Let’s Talk About Drugs National Youth Media Awards
Students from Athlone Institute of Technology swept up a plethora of awards at the 2018 DRUGS.ie ‘Let’s Talk About Drugs’ National Youth Media Awards. The college’s first year Pharmacy Technician class were recognised in their age categories for their submissions on club drugs and performance and image enhancing drugs.
AIT’s Shauna Finnegan scooped up the winning prize in the 18-21 category with a piece delineating the dangers of taking club drugs, the club culture that encourages drug use, and the significant links between substance abuse and poor mental health. Shauna also discusses how peer pressure and a desire to ‘fit in’ can drive people to engage in illicit drug use and other such risky behaviour.
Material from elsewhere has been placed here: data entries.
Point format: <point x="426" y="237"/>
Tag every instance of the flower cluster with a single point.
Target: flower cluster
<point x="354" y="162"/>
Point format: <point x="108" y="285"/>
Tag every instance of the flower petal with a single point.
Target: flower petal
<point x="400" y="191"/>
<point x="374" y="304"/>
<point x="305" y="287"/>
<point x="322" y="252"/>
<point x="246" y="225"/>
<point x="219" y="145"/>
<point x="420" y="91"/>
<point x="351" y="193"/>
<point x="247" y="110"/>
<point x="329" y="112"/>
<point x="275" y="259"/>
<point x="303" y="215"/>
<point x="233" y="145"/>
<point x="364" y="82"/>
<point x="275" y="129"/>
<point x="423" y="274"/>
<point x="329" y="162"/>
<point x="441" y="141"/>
Shauna’s classmate, Killian Donnellan, came runner up in the 22-25 category with an article looking at the risks associated with performance and image enhancing drugs (PIEDs). PIED use has gone mainstream, he writes and is most commonly taken by young males to either superficially improve appearance or boost athletic performance. Killian recommends that people educate themselves on the long-term ramifications of taking PIEDs such as liver damage, mood swings and increased irritability, and cardiovascular problems.
Honourable mentions also went to AIT students Jennifer Byrne and Megan Corcoran. Jennifer’s entry on performance and image enhancing drugs looks at another, often less spoken about, facet of PIED use-the image-enhancing aspect. The first year Pharmacy Technician student writes from the perspective of weight-conscious young woman whose preoccupation with losing weight causes her to overdose on so-called fat-binding capsules causing her to collapse.
Her classmate, Megan writes about the dangers and prevalence of club drugs, discussing how psychoactive drugs, i.e. drugs that affect the mind and behaviour of an individual, are sometimes used to spike drinks due to the prevalence of odourless and tasteless club drugs like GHB and Rohypnol. Megan believes more education is needed on the topic of club drugs and recommends that social media be used to distribute information and to encourage an open dialogue on the subject.
Lisa Hanlon, the Institute’s Healthy Campus Coordinator, congratulated the students’ contribution to the competition stating: “It is great to see AIT students represented in a national competition, learning more about drugs and winning awards for their efforts.”
The Drugs.ie ‘Let’s Talk about Drugs’ National Youth Media Awards is an annual competition which encourages discussion of drug-related issues by inviting young people to produce a piece of original content relating to drug and/or alcohol use. Now in its fifth year, the competition aims to get young people thinking about the problems associated with drugs and alcohol and find creative ways to talk about them. To enter, participants need to create a piece of original content, which can be a short video or animation, an audio podcast, a news article or a poster. Developed as a local competition by Greater Blanchardstown Response to Drugs in 2007, the initiative is now managed by The Ana Liffey Drug Project.